Natural Herb

Natural Sweeteners

Natural sweeteners have received a lot of interest due to increasing health concerns over the consumption of sugar as well as problems related to the safety of some non-nutritive artificial sweeteners. Natural sweeteners derived from fruits or vegetables are great alternatives to white sugar.

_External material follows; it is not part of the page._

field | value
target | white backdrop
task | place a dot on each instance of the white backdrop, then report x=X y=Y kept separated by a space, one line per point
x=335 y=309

Some Natural sweeteners include:

Honey

Honey comb and extract

Honey is made by honeybees from the nectar of flowers. Raw honey is a true superfood and one of the best natural sweeteners. It is packed with enzymes, antioxidants, iron, zinc, potassium, calcium, phosphorus, vitamin B6, riboflavin and niacin. It is sweeter and has more calories than white sugar.  

Date sugar 

Date sugar

The sugar derived is made from pulverized dates. It contains some fiber and minerals. The date pieces do not dissolve in liquids or melt like other sugars, so the use of date sugar is limited. Dates are loaded with potassium, copper, iron, manganese, magnesium and vitamin B6. These sweet fruits are not only delicious to eat straight, but can be utilized in many types of blended shakes, foods as well as, of course, healthy dessert recipes. They are a very common natural sweetener among those adhering to a raw vegan diet or dietary regimes attempting to avoid other types of processed sugars.

Brown rice syrup 

Brown rice sugar

This is made by heating brown rice with enzymes. In the process, about 50 percent of the rice starches are converted into sugars; the liquid is strained and the syrup remains. Brown rice syrup is about half as sweet as white sugar. It has a mild, butterscotch flavor. Brown rice syrup can be used in cookies, muffins, and puddings; as a syrup for pancakes and waffles; and as a sweetener for iced tea.

Molasses

Molasses

Molasses is the thick syrup that remains after sugar beets or sugarcane is processed to make white sugar. The type of molasses depends on the maturity of the sugar beet or cane, the amount of sugar that is removed, and the extraction process. First, sugar cane or sugar beets are crushed and the juice is extracted. The juice is then boiled down to form sugar crystals, which are removed from the liquid. Molasses is the thick, brown syrup left after the sugar has been removed from the juice. This process is repeated several times, and each time a different type of molasses is produced.

Coconut Sugar
Coconut sugar

Coconut sugar, also known as coconut palm sugar or coco sap sugar, or coconut crystals is made from the sweet nectar of flower buds of the coconut palm. The sugar is extracted when the coconut nectar is heated until the water evaporates and then the caramelized nectar is dried and ground into granules. Coconut sugar is a good source of potassium, iron, and vitamins. 

Maple syrup

Maple syrup

Maple syrup is made by boiling down sap from maple trees until the sugars condense into thickened syrup. Natural maple syrup contains minerals, such as calcium and potassium. Maple syrup is also manufactured by combining corn syrup, maple flavoring, and coloring. Manufactured maple syrup may not contain the same level of minerals as natural maple syrup.

Stevia

Stevia sugar extract

The extract from stevia is approximately 100 to 300 times sweeter than white sugar and can be used in cooking and baking. It is best used as a sweetener for some beverages. Stevia does not have a significant effect on blood sugar levels and is considered low glycemic. It’s also the only item on this list that does not contain any calories.

Other Natural Sweeteners include; Balsamic glaze, Banana puree, Monk fruit, Agave nectar, and many others.